The enrollment boom Baby boomers' kids: Maryland projections portend need for further investment in schools.

August 25, 1996

AS THE 1996-97 school year commences tomorrow in a half-dozen Maryland counties, a new federal report on the impact of the "echo baby boom" on school enrollment underscores this state's dilemma in providing enough space for students.

Maryland has one of the fastest growing pupil populations in the U.S., the Department of Education says. Among densely populated Eastern states, only New Jersey faces a similar pinch. Maryland ranks eighth in projected growth through 2006, 11 percent, and in students added, 92,000. Its projected enrollment of 931,000 in 2006 would surpass the previous high-water mark of 920,000 students in 1971-72.

Gov. Parris N. Glendening and state legislators last winter approved the largest school building budget in 20 years, $140 million. But the pressure to erect new schools and renovate older buildings will continue through the millennium. Mr. Glendening seems cognizant of this as, a year ago, he pledged a half-billion dollars for school infrastructure over four years.

The "ugly alternatives" to investment in construction and renovation, as a study committee in Anne Arundel County dubbed them, have not been met with wide approval. Former Gov. William Donald Schaefer's push for year-round schools to spread the enrollment burden fizzled. School redistricting ignites a political furor at least as torrid as the T-word.

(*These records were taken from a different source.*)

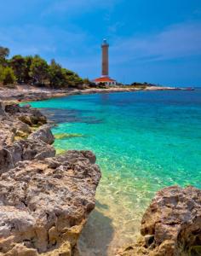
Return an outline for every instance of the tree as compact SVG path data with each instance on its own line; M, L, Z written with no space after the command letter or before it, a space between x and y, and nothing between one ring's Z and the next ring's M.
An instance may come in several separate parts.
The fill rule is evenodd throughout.
M33 83L44 84L44 81L49 78L49 66L46 61L39 55L35 55L30 66L29 75L32 79Z
M26 59L21 55L14 55L9 61L10 66L12 67L14 75L17 78L18 83L25 81L26 62Z
M6 58L9 55L9 48L0 46L0 65L4 65L6 62Z

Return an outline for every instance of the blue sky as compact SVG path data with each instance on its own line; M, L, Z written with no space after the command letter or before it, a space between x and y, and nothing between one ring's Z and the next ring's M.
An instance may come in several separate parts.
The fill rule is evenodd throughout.
M0 0L0 45L55 58L82 77L201 85L200 0Z

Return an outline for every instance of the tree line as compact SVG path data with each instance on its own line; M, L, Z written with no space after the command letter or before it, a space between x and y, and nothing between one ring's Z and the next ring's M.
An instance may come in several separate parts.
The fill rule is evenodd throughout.
M9 49L0 46L0 84L33 84L50 88L78 87L90 84L76 73L64 68L55 60L50 64L36 55L14 55L9 59Z

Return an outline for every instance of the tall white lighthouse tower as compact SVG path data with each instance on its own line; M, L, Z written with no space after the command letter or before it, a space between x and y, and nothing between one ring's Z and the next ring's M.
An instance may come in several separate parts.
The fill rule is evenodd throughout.
M103 42L101 44L101 49L102 49L101 77L95 79L94 82L96 84L105 84L106 85L116 85L117 81L112 79L109 77L109 44L107 44L106 39L103 39Z
M102 45L102 77L107 78L109 76L109 44L106 39L103 40Z

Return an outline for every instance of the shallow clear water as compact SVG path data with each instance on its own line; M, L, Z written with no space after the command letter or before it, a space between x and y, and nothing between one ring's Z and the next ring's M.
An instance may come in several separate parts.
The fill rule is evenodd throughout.
M102 179L82 255L113 255L135 240L155 192L201 188L201 90L72 96L32 102L58 126L58 152L90 149Z

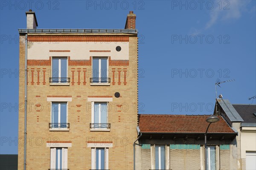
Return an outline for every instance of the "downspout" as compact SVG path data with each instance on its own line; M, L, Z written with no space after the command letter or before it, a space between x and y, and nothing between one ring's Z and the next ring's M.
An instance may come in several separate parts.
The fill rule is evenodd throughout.
M134 170L135 170L135 145L138 144L136 144L135 143L136 142L137 142L138 141L138 140L139 140L140 139L140 137L142 136L142 133L140 133L140 129L138 127L137 127L137 131L138 131L138 134L139 134L139 133L140 133L140 136L139 136L138 138L137 138L136 140L135 140L134 141L134 144L133 144L133 147L134 147Z
M24 122L24 170L26 169L26 118L27 118L27 42L28 35L26 34L25 42L25 109Z

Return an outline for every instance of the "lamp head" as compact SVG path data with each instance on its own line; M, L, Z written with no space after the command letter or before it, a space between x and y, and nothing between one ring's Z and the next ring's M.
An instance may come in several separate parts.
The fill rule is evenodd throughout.
M219 118L216 116L210 116L206 119L206 122L209 123L214 123L219 120Z

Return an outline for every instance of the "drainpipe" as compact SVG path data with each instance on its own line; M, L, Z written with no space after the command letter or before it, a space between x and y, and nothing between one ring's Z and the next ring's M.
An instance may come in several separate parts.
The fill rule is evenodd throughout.
M28 35L26 34L25 46L25 109L24 122L24 170L26 168L26 117L27 117L27 42Z
M139 127L138 126L137 127L137 131L138 132L138 135L139 135L139 134L140 132L140 128L139 128ZM142 133L140 133L140 136L139 136L138 138L137 138L136 140L134 141L134 144L133 144L133 146L134 146L134 170L135 170L135 145L136 144L139 145L138 144L136 144L135 143L136 142L137 142L137 141L138 141L138 140L139 140L140 139L140 137L141 137L142 136Z

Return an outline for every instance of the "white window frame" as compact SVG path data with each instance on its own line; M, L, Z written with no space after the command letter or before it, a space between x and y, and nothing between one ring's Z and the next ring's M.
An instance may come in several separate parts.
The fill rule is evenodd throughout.
M50 149L50 168L51 169L56 169L56 152L57 147L51 147ZM62 169L67 169L67 148L61 147L62 149Z
M108 123L108 102L92 102L92 109L91 109L91 120L92 120L92 123L94 123L94 103L95 102L97 103L107 103L107 123ZM100 111L101 108L100 107L99 108L99 110ZM99 120L100 120L99 122L100 122L100 114L99 115ZM107 129L106 128L92 128L90 129L90 131L110 131L110 129Z
M68 77L68 57L52 57L52 61L51 61L51 63L52 63L52 65L51 66L51 69L52 69L52 71L51 72L51 74L52 75L52 77L53 75L52 75L52 71L53 71L53 69L52 68L52 59L53 58L58 58L58 82L57 82L57 83L52 83L51 84L53 85L54 84L56 84L56 83L65 83L65 82L61 82L61 58L65 58L67 59L67 77Z
M106 57L106 56L94 56L93 57L93 59L92 60L92 77L93 78L93 58L99 58L99 68L100 68L100 69L99 69L99 82L93 82L92 83L91 83L91 85L95 85L96 84L98 84L98 85L99 85L99 84L100 84L101 83L102 84L102 85L109 85L109 84L110 85L110 83L108 83L108 82L101 82L101 74L102 74L102 72L101 72L101 58L107 58L107 78L109 78L109 75L108 75L108 70L109 70L109 57Z
M158 170L158 169L155 167L155 148L157 146L164 146L165 152L165 170L170 169L170 145L168 144L151 144L150 146L151 152L151 170ZM159 152L160 155L160 152Z
M52 102L58 103L58 123L60 123L60 115L61 115L61 109L60 105L61 103L67 103L67 123L68 123L68 102L51 102L51 116L50 121L51 123L52 122ZM61 131L69 131L69 129L67 128L50 128L50 131L55 131L55 130L61 130Z
M91 169L92 170L96 169L96 149L101 148L92 147L91 148ZM101 147L102 148L102 147ZM108 148L103 147L104 148L105 157L105 164L104 165L105 169L108 169Z
M218 170L220 169L220 147L219 145L207 145L207 149L208 150L207 150L208 151L208 162L209 162L209 155L210 154L210 152L209 151L209 150L210 149L210 147L215 147L215 164L216 164L216 170ZM204 150L204 145L202 145L200 147L200 157L201 158L201 169L202 170L205 170L205 150ZM210 163L208 164L208 167L207 167L207 168L209 170L210 170L210 169L209 169L209 166L210 166Z

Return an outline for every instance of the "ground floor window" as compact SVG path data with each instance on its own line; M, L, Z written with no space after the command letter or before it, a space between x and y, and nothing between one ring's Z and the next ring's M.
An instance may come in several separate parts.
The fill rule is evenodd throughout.
M67 169L67 148L51 148L50 169L62 170Z
M107 170L108 169L108 148L92 148L92 169Z
M207 146L207 170L216 170L216 147Z

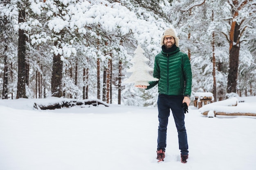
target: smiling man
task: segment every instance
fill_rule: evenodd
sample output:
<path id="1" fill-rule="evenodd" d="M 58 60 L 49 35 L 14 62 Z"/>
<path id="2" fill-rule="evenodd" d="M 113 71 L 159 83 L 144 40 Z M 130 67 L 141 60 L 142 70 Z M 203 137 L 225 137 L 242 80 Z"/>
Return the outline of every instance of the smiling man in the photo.
<path id="1" fill-rule="evenodd" d="M 178 132 L 181 161 L 185 163 L 189 157 L 189 147 L 184 113 L 188 113 L 190 103 L 192 72 L 188 55 L 180 51 L 179 41 L 173 29 L 165 30 L 160 41 L 162 51 L 155 59 L 153 76 L 159 80 L 149 82 L 148 86 L 136 86 L 148 90 L 158 84 L 159 125 L 157 151 L 158 162 L 164 161 L 165 157 L 167 127 L 171 109 Z"/>

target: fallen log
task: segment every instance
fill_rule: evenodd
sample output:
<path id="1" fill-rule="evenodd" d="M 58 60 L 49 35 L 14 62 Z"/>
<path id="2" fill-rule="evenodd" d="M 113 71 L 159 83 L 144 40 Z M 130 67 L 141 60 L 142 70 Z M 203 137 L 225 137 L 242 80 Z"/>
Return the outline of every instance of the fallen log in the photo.
<path id="1" fill-rule="evenodd" d="M 202 113 L 203 115 L 207 116 L 209 111 L 204 112 Z M 216 117 L 216 115 L 220 115 L 222 116 L 256 116 L 256 113 L 243 113 L 240 112 L 228 113 L 223 112 L 216 112 L 214 111 L 214 116 Z"/>
<path id="2" fill-rule="evenodd" d="M 56 108 L 61 108 L 64 107 L 70 108 L 75 106 L 92 105 L 96 106 L 99 104 L 102 104 L 106 107 L 109 106 L 106 103 L 100 100 L 90 100 L 88 99 L 81 100 L 74 99 L 65 99 L 65 100 L 50 104 L 47 106 L 35 103 L 34 107 L 39 110 L 54 110 Z"/>

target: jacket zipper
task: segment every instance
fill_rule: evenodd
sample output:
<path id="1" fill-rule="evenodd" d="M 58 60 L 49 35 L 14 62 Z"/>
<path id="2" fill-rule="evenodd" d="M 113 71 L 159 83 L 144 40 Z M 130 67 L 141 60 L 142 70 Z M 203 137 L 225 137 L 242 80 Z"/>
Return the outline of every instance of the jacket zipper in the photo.
<path id="1" fill-rule="evenodd" d="M 169 57 L 168 57 L 168 53 L 166 54 L 167 57 L 167 94 L 169 95 Z"/>

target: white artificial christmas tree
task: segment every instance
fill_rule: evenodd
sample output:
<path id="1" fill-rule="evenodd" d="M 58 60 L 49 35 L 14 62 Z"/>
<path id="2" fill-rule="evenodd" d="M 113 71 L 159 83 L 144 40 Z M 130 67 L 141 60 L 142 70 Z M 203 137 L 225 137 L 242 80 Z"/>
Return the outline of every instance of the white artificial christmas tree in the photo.
<path id="1" fill-rule="evenodd" d="M 143 53 L 145 52 L 140 45 L 134 51 L 135 56 L 131 60 L 134 63 L 132 66 L 127 70 L 127 72 L 133 72 L 130 77 L 124 83 L 134 83 L 135 86 L 149 86 L 148 82 L 158 81 L 158 79 L 154 78 L 148 73 L 148 71 L 153 71 L 153 69 L 147 65 L 145 62 L 149 61 Z"/>

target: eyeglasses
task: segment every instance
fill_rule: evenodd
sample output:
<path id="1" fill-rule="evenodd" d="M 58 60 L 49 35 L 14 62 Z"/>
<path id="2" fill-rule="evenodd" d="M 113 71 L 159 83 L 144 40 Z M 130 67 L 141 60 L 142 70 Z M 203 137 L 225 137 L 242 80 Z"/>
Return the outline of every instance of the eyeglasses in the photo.
<path id="1" fill-rule="evenodd" d="M 170 39 L 170 40 L 173 40 L 174 39 L 174 38 L 173 37 L 166 37 L 165 38 L 164 38 L 164 40 L 168 40 L 168 39 Z"/>

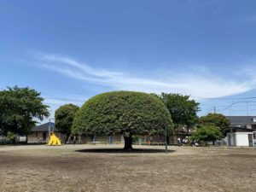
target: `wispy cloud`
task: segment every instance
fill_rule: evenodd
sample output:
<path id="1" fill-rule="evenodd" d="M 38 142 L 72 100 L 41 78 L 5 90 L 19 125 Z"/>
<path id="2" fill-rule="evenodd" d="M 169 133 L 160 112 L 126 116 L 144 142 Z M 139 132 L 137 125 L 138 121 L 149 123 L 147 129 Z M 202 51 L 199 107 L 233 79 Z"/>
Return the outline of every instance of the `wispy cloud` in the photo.
<path id="1" fill-rule="evenodd" d="M 108 86 L 111 90 L 177 92 L 201 97 L 221 97 L 248 91 L 256 85 L 256 79 L 246 72 L 242 72 L 241 77 L 247 79 L 232 79 L 232 75 L 217 75 L 200 66 L 195 67 L 195 69 L 183 71 L 172 68 L 172 73 L 162 72 L 160 78 L 159 74 L 152 73 L 151 78 L 141 78 L 127 73 L 95 68 L 57 55 L 42 54 L 38 59 L 44 61 L 42 66 L 45 68 L 73 79 Z"/>

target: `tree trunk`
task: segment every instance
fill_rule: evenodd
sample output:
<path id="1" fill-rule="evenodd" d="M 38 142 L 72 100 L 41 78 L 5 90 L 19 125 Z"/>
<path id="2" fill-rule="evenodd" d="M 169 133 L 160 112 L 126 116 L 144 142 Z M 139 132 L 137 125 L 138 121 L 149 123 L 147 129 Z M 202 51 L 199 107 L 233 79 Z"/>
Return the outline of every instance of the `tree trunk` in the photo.
<path id="1" fill-rule="evenodd" d="M 124 137 L 125 138 L 125 150 L 132 150 L 132 139 L 131 135 L 130 134 L 128 137 Z"/>

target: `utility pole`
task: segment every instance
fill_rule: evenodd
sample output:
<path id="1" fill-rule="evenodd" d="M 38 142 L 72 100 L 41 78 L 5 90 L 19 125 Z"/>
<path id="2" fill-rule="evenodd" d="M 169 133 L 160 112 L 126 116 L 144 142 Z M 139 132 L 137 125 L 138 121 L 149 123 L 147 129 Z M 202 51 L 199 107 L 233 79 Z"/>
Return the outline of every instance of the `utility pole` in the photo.
<path id="1" fill-rule="evenodd" d="M 247 116 L 249 116 L 248 102 L 247 102 Z"/>

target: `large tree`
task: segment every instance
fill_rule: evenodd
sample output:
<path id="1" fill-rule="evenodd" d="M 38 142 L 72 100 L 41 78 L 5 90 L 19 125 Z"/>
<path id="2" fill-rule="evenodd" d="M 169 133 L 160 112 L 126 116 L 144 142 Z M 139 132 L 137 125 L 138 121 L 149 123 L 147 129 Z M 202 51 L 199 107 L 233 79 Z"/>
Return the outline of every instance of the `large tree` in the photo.
<path id="1" fill-rule="evenodd" d="M 87 136 L 122 134 L 124 149 L 131 149 L 132 135 L 172 131 L 170 113 L 158 97 L 142 92 L 113 91 L 88 100 L 76 113 L 73 133 Z"/>
<path id="2" fill-rule="evenodd" d="M 230 120 L 221 113 L 208 113 L 199 119 L 200 125 L 212 125 L 220 129 L 224 137 L 226 136 L 228 128 L 230 125 Z"/>
<path id="3" fill-rule="evenodd" d="M 189 131 L 198 122 L 196 113 L 199 111 L 199 102 L 190 99 L 189 96 L 162 93 L 160 97 L 172 115 L 175 130 L 186 127 Z"/>
<path id="4" fill-rule="evenodd" d="M 0 91 L 0 129 L 2 134 L 8 131 L 27 135 L 35 126 L 35 119 L 43 120 L 49 115 L 48 106 L 43 103 L 41 94 L 28 87 L 8 87 Z"/>
<path id="5" fill-rule="evenodd" d="M 218 126 L 213 125 L 203 125 L 197 127 L 192 133 L 191 138 L 194 141 L 204 142 L 206 145 L 208 142 L 214 142 L 221 139 L 223 134 Z"/>
<path id="6" fill-rule="evenodd" d="M 73 120 L 79 109 L 79 107 L 76 105 L 66 104 L 61 106 L 57 110 L 55 110 L 55 127 L 61 133 L 65 134 L 66 141 L 71 133 Z"/>

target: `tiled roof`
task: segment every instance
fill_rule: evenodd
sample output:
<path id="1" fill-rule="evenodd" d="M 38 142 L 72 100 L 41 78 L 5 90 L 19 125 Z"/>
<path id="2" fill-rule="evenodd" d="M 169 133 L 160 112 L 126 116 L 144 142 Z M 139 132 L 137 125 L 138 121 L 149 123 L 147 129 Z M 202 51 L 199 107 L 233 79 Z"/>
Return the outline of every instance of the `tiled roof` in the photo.
<path id="1" fill-rule="evenodd" d="M 58 129 L 55 128 L 55 125 L 54 123 L 45 123 L 40 125 L 35 126 L 32 128 L 32 131 L 49 131 L 49 125 L 50 128 L 50 131 L 53 130 L 55 131 L 59 131 Z"/>

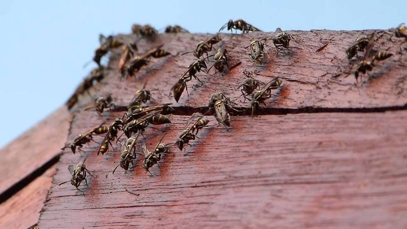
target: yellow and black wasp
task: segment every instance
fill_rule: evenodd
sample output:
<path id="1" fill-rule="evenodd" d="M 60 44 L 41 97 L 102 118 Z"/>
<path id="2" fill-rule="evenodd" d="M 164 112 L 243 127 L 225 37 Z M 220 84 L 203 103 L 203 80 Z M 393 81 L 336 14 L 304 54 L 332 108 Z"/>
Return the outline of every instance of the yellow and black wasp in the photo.
<path id="1" fill-rule="evenodd" d="M 134 54 L 138 50 L 136 42 L 128 44 L 123 47 L 122 56 L 119 60 L 119 71 L 122 74 L 122 77 L 126 76 L 128 67 L 126 63 L 134 56 Z"/>
<path id="2" fill-rule="evenodd" d="M 205 63 L 205 61 L 204 60 L 199 60 L 191 64 L 188 67 L 187 70 L 185 71 L 181 77 L 180 77 L 180 79 L 178 79 L 177 83 L 171 88 L 171 90 L 173 94 L 174 99 L 175 99 L 175 100 L 177 102 L 181 97 L 182 93 L 184 92 L 184 90 L 185 89 L 186 89 L 187 94 L 188 97 L 189 97 L 189 95 L 188 93 L 188 88 L 187 88 L 187 82 L 192 79 L 193 77 L 200 82 L 201 84 L 202 83 L 199 79 L 196 77 L 195 74 L 196 74 L 197 72 L 200 72 L 201 69 L 203 68 L 207 68 L 206 63 Z"/>
<path id="3" fill-rule="evenodd" d="M 161 49 L 163 45 L 162 44 L 159 45 L 157 47 L 150 50 L 141 56 L 134 56 L 127 68 L 127 73 L 129 76 L 132 76 L 134 72 L 139 70 L 142 67 L 147 65 L 150 62 L 150 58 L 160 58 L 170 55 L 171 53 Z"/>
<path id="4" fill-rule="evenodd" d="M 407 41 L 407 28 L 404 23 L 400 24 L 394 31 L 394 36 L 396 37 L 403 37 Z"/>
<path id="5" fill-rule="evenodd" d="M 94 69 L 88 77 L 83 79 L 75 92 L 65 103 L 68 109 L 71 109 L 78 102 L 78 97 L 93 86 L 95 82 L 99 82 L 104 78 L 103 67 L 101 66 Z"/>
<path id="6" fill-rule="evenodd" d="M 172 113 L 175 110 L 169 106 L 171 103 L 165 103 L 150 107 L 143 107 L 141 106 L 133 106 L 129 108 L 129 111 L 125 114 L 123 120 L 125 124 L 128 124 L 134 119 L 144 116 L 149 113 L 156 112 L 161 114 Z"/>
<path id="7" fill-rule="evenodd" d="M 99 39 L 100 46 L 95 51 L 93 61 L 98 64 L 98 66 L 100 66 L 100 60 L 111 49 L 122 46 L 123 42 L 115 39 L 112 36 L 106 38 L 102 34 L 99 35 Z"/>
<path id="8" fill-rule="evenodd" d="M 161 137 L 160 140 L 158 141 L 158 143 L 157 144 L 157 145 L 156 145 L 154 149 L 152 152 L 150 152 L 147 150 L 145 145 L 143 145 L 142 147 L 143 154 L 141 155 L 144 156 L 144 161 L 143 161 L 142 164 L 136 164 L 135 166 L 141 165 L 146 171 L 147 171 L 150 175 L 152 175 L 151 173 L 149 170 L 150 168 L 156 164 L 159 165 L 158 162 L 161 159 L 161 155 L 168 155 L 166 152 L 160 152 L 160 150 L 163 149 L 162 147 L 159 148 L 160 149 L 159 149 L 160 146 L 162 146 L 161 141 L 162 141 L 162 139 L 164 139 L 164 137 L 165 137 L 166 135 L 166 133 L 163 135 L 162 137 Z M 164 145 L 165 146 L 165 144 Z"/>
<path id="9" fill-rule="evenodd" d="M 85 110 L 95 108 L 99 113 L 103 112 L 105 108 L 110 108 L 114 106 L 114 104 L 112 103 L 113 97 L 111 94 L 109 94 L 106 97 L 100 96 L 95 100 L 96 104 L 94 107 L 88 107 Z"/>
<path id="10" fill-rule="evenodd" d="M 141 90 L 136 91 L 134 93 L 134 96 L 133 97 L 131 100 L 130 100 L 130 102 L 129 103 L 129 105 L 127 106 L 128 108 L 134 106 L 140 106 L 142 104 L 146 103 L 148 101 L 152 99 L 151 93 L 150 90 L 146 89 L 146 85 L 147 84 L 147 82 L 146 82 Z"/>
<path id="11" fill-rule="evenodd" d="M 226 27 L 227 27 L 227 30 L 230 30 L 230 32 L 232 33 L 233 33 L 232 30 L 234 28 L 237 34 L 238 33 L 238 30 L 241 31 L 243 34 L 249 33 L 249 32 L 261 31 L 242 19 L 238 19 L 236 21 L 234 21 L 231 19 L 229 20 L 227 23 L 223 25 L 223 26 L 220 28 L 219 32 Z"/>
<path id="12" fill-rule="evenodd" d="M 207 55 L 208 55 L 208 52 L 212 50 L 213 45 L 221 41 L 222 41 L 222 39 L 219 35 L 215 35 L 207 41 L 198 43 L 194 51 L 185 52 L 182 53 L 182 55 L 192 52 L 195 57 L 199 59 L 204 53 L 207 53 Z"/>
<path id="13" fill-rule="evenodd" d="M 127 137 L 130 137 L 132 133 L 137 132 L 142 135 L 141 132 L 143 131 L 146 128 L 155 129 L 153 127 L 149 126 L 150 124 L 162 125 L 170 123 L 171 120 L 168 117 L 161 114 L 158 111 L 152 112 L 129 123 L 124 128 L 123 132 Z"/>
<path id="14" fill-rule="evenodd" d="M 190 125 L 197 116 L 199 116 L 198 119 L 192 125 Z M 184 130 L 180 134 L 178 138 L 175 142 L 175 145 L 178 147 L 180 150 L 182 150 L 183 149 L 185 150 L 184 147 L 184 145 L 189 145 L 189 141 L 191 140 L 195 140 L 195 138 L 198 137 L 196 134 L 198 133 L 198 130 L 200 129 L 207 126 L 209 121 L 207 120 L 202 121 L 205 117 L 204 114 L 197 113 L 193 114 L 189 120 L 187 122 L 185 126 L 184 127 Z M 188 127 L 188 126 L 190 126 Z M 196 133 L 194 133 L 194 131 L 196 131 Z"/>
<path id="15" fill-rule="evenodd" d="M 124 122 L 123 119 L 120 118 L 117 118 L 109 126 L 106 136 L 102 141 L 102 143 L 98 150 L 98 155 L 99 154 L 103 154 L 107 152 L 109 150 L 109 144 L 111 145 L 110 141 L 116 139 L 118 137 L 119 131 L 122 130 L 124 126 Z M 113 148 L 112 146 L 112 148 Z"/>
<path id="16" fill-rule="evenodd" d="M 120 162 L 119 164 L 113 169 L 112 174 L 114 174 L 114 171 L 118 168 L 118 167 L 120 166 L 125 170 L 127 170 L 129 169 L 129 166 L 131 163 L 132 165 L 134 165 L 133 161 L 136 159 L 136 144 L 137 144 L 137 139 L 138 138 L 138 135 L 132 136 L 127 139 L 126 141 L 122 141 L 121 143 L 121 149 L 122 151 L 122 154 L 120 155 Z"/>
<path id="17" fill-rule="evenodd" d="M 241 89 L 240 91 L 242 92 L 242 95 L 245 98 L 244 102 L 245 102 L 246 99 L 247 99 L 247 96 L 252 95 L 256 89 L 259 90 L 260 84 L 264 83 L 251 77 L 252 75 L 258 74 L 258 72 L 256 71 L 254 72 L 248 72 L 245 69 L 245 70 L 243 71 L 243 74 L 247 76 L 248 78 L 245 79 L 245 81 L 243 81 L 243 83 L 239 85 L 238 89 L 242 87 L 243 87 L 243 89 Z"/>
<path id="18" fill-rule="evenodd" d="M 263 43 L 261 41 L 265 40 L 266 38 L 259 40 L 252 40 L 250 44 L 245 48 L 250 47 L 250 54 L 249 56 L 254 62 L 257 64 L 263 64 L 263 61 L 266 58 L 267 51 L 264 48 L 264 46 L 268 45 Z"/>
<path id="19" fill-rule="evenodd" d="M 256 91 L 252 96 L 252 99 L 251 101 L 251 116 L 253 117 L 254 116 L 260 103 L 263 103 L 266 105 L 265 101 L 270 98 L 272 94 L 271 94 L 271 90 L 276 89 L 277 88 L 280 87 L 282 83 L 282 81 L 280 79 L 279 77 L 275 77 L 270 80 L 270 82 L 265 85 L 263 88 Z"/>
<path id="20" fill-rule="evenodd" d="M 231 103 L 225 93 L 220 93 L 212 95 L 208 105 L 209 109 L 215 108 L 215 118 L 219 124 L 221 123 L 226 128 L 230 127 L 230 116 L 228 110 L 238 111 L 231 106 Z"/>
<path id="21" fill-rule="evenodd" d="M 73 165 L 70 165 L 68 167 L 68 170 L 69 170 L 69 172 L 72 175 L 72 178 L 71 180 L 62 182 L 60 183 L 58 186 L 60 186 L 63 184 L 65 184 L 66 183 L 68 183 L 70 182 L 71 184 L 75 186 L 78 191 L 83 191 L 79 189 L 78 187 L 80 185 L 81 182 L 84 180 L 85 180 L 85 183 L 86 185 L 88 186 L 88 181 L 86 180 L 86 172 L 88 172 L 89 174 L 91 174 L 90 171 L 86 168 L 86 166 L 85 166 L 85 161 L 86 159 L 83 160 L 81 163 L 79 163 L 76 165 L 76 167 L 74 169 Z"/>
<path id="22" fill-rule="evenodd" d="M 61 149 L 63 150 L 66 148 L 71 148 L 72 153 L 75 154 L 77 147 L 78 150 L 81 151 L 82 147 L 84 144 L 93 140 L 93 136 L 95 135 L 100 135 L 107 132 L 107 127 L 106 126 L 101 125 L 97 127 L 91 129 L 89 131 L 84 134 L 79 134 L 75 138 L 72 143 L 65 146 Z"/>
<path id="23" fill-rule="evenodd" d="M 215 62 L 213 63 L 213 65 L 209 68 L 209 69 L 208 70 L 208 72 L 213 67 L 215 67 L 215 69 L 219 72 L 223 72 L 225 69 L 225 66 L 229 69 L 229 64 L 227 62 L 228 55 L 229 55 L 227 54 L 227 51 L 226 51 L 225 48 L 218 49 L 216 53 L 213 55 L 213 60 Z"/>
<path id="24" fill-rule="evenodd" d="M 345 53 L 346 58 L 350 60 L 355 55 L 358 56 L 358 51 L 363 51 L 369 43 L 369 38 L 366 35 L 362 35 L 356 39 L 356 42 L 346 49 Z"/>
<path id="25" fill-rule="evenodd" d="M 168 25 L 165 28 L 165 33 L 167 34 L 177 34 L 178 33 L 189 33 L 187 30 L 179 25 Z"/>
<path id="26" fill-rule="evenodd" d="M 370 36 L 366 48 L 365 55 L 362 60 L 358 62 L 356 69 L 354 72 L 355 78 L 357 81 L 360 72 L 365 74 L 366 71 L 371 71 L 373 67 L 374 67 L 374 62 L 375 60 L 383 61 L 393 55 L 391 52 L 387 51 L 373 51 L 373 47 L 374 45 L 375 35 L 375 33 L 373 32 Z"/>
<path id="27" fill-rule="evenodd" d="M 293 40 L 296 42 L 298 42 L 293 35 L 283 32 L 280 28 L 277 28 L 276 30 L 276 32 L 278 34 L 273 38 L 270 38 L 270 40 L 273 41 L 273 43 L 276 47 L 277 49 L 277 53 L 278 54 L 278 50 L 281 50 L 285 52 L 283 48 L 288 48 L 289 47 L 289 42 Z"/>

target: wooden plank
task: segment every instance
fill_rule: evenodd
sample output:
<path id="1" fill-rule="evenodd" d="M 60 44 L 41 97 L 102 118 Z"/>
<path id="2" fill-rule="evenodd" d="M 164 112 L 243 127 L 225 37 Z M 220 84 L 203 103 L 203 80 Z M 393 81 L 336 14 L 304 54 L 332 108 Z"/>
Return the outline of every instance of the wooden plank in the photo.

With women having babies into their 40s, schools are now teaching children and occasionally grandchildren of the same generation side by side, Education Secretary Richard Riley pointed out. Maryland's pupil population is not being driven by upwardly mobile professionals relocating for jobs, as in the '80s, but by greater international migration -- lower-income, tougher to serve -- to Montgomery, Howard and Baltimore counties and Baltimore City. One glimmer of good news is that Maryland's steepest growth will shift to the high schools, where planners don't have to be as precise as in elementary districts. Also, federal projections tend to be high. The Census Bureau was off by 17,000 on its estimate for Maryland births the first half of this decade, compared with a 1,000-birth miscalculation by state planners, who are also more conservative than their federal counterparts for the rest of the '90s.

To quibble about differing projections, though, is to miss the point: Maryland does not want to repeat the mistake of overgrown, underfinanced California, where kids attend class in converted bathrooms and hallways. State officials must stay on top of this issue, for all its social and economic implications.